Durante más de 40 años, José Navia Lame ha narrado el conflicto armado colombiano desde las regiones más golpeadas. Cronista e indígena del Cauca, recoge en Un país de sombra y luz una selección de crónicas que dan voz a víctimas y comunidades silenciadas, y registran con rigor y sensibilidad la violencia, la resistencia y la memoria del país.

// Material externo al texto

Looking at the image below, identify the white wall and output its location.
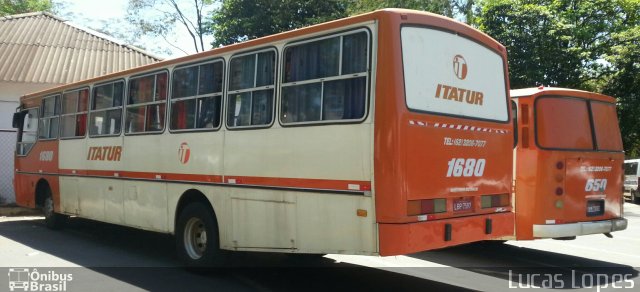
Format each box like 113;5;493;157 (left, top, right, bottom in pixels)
0;82;61;129
0;81;61;203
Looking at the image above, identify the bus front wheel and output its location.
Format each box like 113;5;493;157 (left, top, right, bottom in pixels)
176;202;225;267
41;188;67;229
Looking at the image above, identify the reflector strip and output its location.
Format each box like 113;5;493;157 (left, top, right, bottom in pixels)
408;120;509;134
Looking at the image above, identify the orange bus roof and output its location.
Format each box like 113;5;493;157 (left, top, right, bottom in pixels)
21;8;504;102
510;87;616;103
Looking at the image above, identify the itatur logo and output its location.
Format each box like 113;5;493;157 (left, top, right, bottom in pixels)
7;268;73;291
453;54;468;80
178;142;191;164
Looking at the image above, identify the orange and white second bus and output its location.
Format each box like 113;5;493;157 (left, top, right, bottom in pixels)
13;9;514;266
511;87;627;240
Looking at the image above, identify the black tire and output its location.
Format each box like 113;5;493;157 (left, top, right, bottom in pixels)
176;202;225;267
41;187;68;230
632;190;640;204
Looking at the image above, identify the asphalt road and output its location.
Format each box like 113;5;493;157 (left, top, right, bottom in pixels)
1;203;639;292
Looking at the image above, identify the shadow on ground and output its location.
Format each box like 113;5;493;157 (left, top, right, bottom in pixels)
0;217;469;291
407;241;638;290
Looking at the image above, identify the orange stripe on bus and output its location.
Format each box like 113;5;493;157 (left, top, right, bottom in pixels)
224;175;371;191
57;169;370;192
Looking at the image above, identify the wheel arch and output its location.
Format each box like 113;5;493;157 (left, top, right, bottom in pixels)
34;178;51;208
174;189;219;235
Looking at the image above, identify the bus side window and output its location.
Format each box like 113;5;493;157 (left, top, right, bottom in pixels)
60;88;88;138
38;94;60;139
90;81;124;137
281;30;369;124
226;50;275;128
170;60;224;131
126;72;168;134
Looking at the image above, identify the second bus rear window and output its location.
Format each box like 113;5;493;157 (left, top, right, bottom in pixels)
535;97;622;151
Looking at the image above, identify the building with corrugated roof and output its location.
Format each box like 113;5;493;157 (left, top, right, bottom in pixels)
0;11;162;204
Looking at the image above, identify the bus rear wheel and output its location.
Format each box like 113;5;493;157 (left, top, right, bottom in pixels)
41;188;67;229
176;202;225;267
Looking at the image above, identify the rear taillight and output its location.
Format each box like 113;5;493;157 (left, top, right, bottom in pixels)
407;199;446;216
481;194;510;208
556;160;565;195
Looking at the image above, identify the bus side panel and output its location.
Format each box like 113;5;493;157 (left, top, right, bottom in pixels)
14;140;60;211
122;135;172;232
166;183;377;254
372;11;405;222
59;139;85;216
223;125;372;184
80;136;125;221
514;142;539;240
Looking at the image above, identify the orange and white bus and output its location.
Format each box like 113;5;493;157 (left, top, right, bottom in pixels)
13;9;514;266
511;87;627;240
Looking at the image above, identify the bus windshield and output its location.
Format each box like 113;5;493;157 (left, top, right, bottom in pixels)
401;26;508;122
535;97;623;151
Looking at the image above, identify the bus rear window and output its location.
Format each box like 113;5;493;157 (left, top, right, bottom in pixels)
591;102;623;151
401;26;508;122
536;97;593;150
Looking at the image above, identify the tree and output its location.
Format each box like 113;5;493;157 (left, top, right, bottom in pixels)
347;0;476;23
478;0;640;155
603;19;640;157
209;0;348;47
0;0;53;16
126;0;213;54
478;0;583;88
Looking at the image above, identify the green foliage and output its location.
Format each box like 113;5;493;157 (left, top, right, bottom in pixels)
478;0;582;88
126;0;213;53
209;0;348;47
478;0;640;155
602;4;640;157
0;0;53;16
347;0;456;17
346;0;476;23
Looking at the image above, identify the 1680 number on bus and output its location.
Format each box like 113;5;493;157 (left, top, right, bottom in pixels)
446;158;486;177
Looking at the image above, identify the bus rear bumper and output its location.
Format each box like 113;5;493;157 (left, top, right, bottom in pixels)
378;212;514;256
533;218;628;238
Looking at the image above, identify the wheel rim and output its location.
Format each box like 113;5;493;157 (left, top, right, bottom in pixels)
184;217;207;260
43;197;54;218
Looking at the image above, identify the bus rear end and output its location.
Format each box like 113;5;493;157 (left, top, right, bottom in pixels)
512;87;627;240
373;11;514;255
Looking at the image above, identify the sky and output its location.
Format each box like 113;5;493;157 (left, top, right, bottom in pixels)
61;0;215;59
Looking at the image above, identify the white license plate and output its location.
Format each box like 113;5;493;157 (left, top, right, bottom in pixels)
453;199;473;212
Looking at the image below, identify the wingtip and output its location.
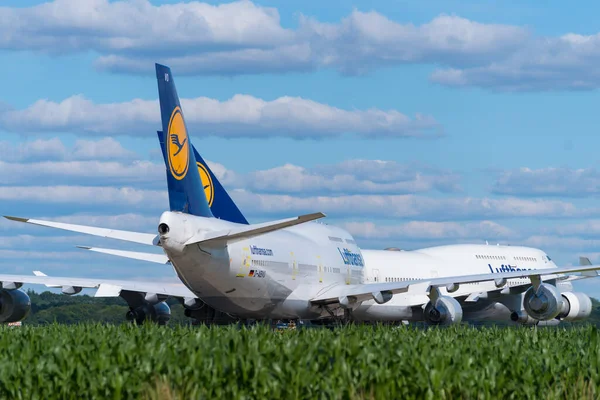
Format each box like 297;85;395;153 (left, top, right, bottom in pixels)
76;246;92;250
4;215;29;222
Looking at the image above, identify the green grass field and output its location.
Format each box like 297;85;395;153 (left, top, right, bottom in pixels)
1;324;599;399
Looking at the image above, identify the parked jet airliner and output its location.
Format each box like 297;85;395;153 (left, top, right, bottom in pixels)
1;64;598;326
154;118;596;326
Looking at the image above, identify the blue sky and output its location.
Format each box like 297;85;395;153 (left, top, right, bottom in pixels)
2;0;600;297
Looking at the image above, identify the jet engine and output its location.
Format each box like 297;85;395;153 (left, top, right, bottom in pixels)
0;289;31;323
125;302;171;325
557;292;592;321
523;284;563;321
424;296;463;325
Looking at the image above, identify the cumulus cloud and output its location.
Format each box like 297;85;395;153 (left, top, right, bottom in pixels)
230;191;596;220
543;220;600;239
430;33;600;91
492;167;600;197
0;181;592;220
343;220;515;240
247;160;460;194
522;235;600;252
0;94;439;138
0;160;164;186
0;1;533;83
0;137;135;162
0;186;167;209
0;1;598;89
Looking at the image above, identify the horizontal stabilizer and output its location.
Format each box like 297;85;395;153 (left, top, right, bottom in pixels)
185;212;326;246
4;216;158;246
77;246;170;265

Por Santiago Erazo, Cultura RAYA

1.

Los carros salían puntuales a las tres de la mañana. Subían raudos las montañas caucanas de Pitayó, Jambaló y Toribío a recoger leche. A esa misma hora de la madrugada, José Navia Lame, un joven periodista de 25 años, los buscaba en Silvia o en Santander de Quilichao para subirse a uno de ellos. Las chivas que recorrían las carreteras del Cauca le cobraban mucho, así que los carros lecheros, menos cercanos a lo que debería ser un transporte público, pero mucho más viables para su presupuesto de reportero en ciernes, eran la alternativa que restaba. El viaje daba inicio a un periplo nuevo para Navia: visitaría el campamento del Quintín Lame, la guerrilla indígena que hacía menos de un año, en 1984, surgió tras el asesinato de cientos de líderes indígenas en el departamento, entre ellos el sacerdote nasa Álvaro Ulcué Chocué. Era la primera vez que el grupo salía a la luz para hablar con los medios de comunicación, pero también era la primera vez que José Navia contaba una historia de los pueblos indígenas del Cauca.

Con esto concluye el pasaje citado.